When he had received his education he began his clerical career first as a teaching fellow and secondly as an ordained priest who was given a region to rove and preach in. With Anglican leaders in control of Britain, he was not under immediate threat but tensions were high with other Christians--Roman Catholic Christians in particular. He preached and taught and served the Faith as best he knew how until Mary Tudor took control of the throne and fortunes were reversed. Soon thereafter he was arrested on charges of attempting to incite mob activity. These trumped up charges took away his freedom and imprisoned him in the Tower of London. It was from his window in the tower that he looked down upon some anonymous criminal going off to die for his crimes and remarked, "There but for the grace of God goes John Bradford." John had not lost his connection with God's grace and his need for God's forgiveness even as he had gained honor and received suffering. He knew well that it was only the grace of God that separated him from a life of unrepentant corruption. One thing he would share with that criminal, though, was a state-sponsored death.

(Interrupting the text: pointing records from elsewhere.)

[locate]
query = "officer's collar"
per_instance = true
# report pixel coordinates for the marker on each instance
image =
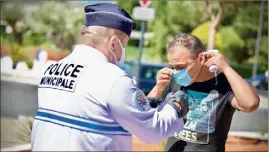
(87, 51)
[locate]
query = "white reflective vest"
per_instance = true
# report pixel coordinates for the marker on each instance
(86, 103)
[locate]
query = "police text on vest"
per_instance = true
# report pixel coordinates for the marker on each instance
(62, 76)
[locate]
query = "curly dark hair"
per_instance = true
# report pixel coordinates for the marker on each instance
(189, 41)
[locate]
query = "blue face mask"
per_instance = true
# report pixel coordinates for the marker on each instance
(182, 77)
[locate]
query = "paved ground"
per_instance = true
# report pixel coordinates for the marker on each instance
(232, 144)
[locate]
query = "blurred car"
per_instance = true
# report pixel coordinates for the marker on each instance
(260, 82)
(148, 72)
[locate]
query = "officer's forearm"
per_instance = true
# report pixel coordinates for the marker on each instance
(156, 92)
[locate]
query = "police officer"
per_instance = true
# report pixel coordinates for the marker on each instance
(87, 102)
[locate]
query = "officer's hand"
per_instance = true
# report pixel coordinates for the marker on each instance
(163, 78)
(179, 102)
(217, 59)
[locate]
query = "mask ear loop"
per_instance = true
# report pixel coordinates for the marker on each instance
(196, 73)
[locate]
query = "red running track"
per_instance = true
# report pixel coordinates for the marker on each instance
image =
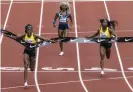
(57, 81)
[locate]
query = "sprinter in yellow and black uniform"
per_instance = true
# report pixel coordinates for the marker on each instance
(29, 54)
(105, 48)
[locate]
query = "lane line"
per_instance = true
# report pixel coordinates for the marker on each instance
(66, 71)
(118, 53)
(119, 31)
(77, 49)
(37, 54)
(67, 82)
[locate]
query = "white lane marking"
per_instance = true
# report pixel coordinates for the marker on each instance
(37, 54)
(39, 1)
(118, 53)
(66, 82)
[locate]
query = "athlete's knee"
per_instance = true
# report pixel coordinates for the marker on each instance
(102, 57)
(108, 56)
(26, 67)
(32, 69)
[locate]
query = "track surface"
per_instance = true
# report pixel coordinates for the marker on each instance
(88, 14)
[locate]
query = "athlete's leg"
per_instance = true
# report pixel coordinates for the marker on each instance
(102, 55)
(108, 53)
(26, 65)
(60, 34)
(108, 50)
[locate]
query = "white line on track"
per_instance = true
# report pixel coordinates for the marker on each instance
(39, 1)
(67, 82)
(77, 49)
(1, 35)
(118, 53)
(118, 31)
(37, 54)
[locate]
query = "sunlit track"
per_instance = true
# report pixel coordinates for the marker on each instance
(119, 31)
(53, 69)
(66, 82)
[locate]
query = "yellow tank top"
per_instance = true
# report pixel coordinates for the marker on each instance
(30, 39)
(105, 34)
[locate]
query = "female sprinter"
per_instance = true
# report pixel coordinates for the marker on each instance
(29, 54)
(105, 48)
(64, 17)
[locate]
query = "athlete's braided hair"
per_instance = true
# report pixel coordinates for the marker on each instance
(67, 6)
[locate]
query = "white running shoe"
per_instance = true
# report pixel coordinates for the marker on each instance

Some time after his famous remark, he was charged and tried before a court disposed toward execution. Predictably, he was found guilty and condemned to death at the hands of an Empire that would not accept his brand of resistance. He was tied to a stake with another man and wood was piled around his feet and body. As they brought the torch, he asked for forgiveness for any that he might have wronged and publicly offered forgiveness to those who had wronged him.Enveloped in forgiveness on all sides, he was set ablaze by murderous hands. He died a martyr of the reformation of the One, Holy, Catholic, and Apostolic Church. There with the grace of God went John Bradford.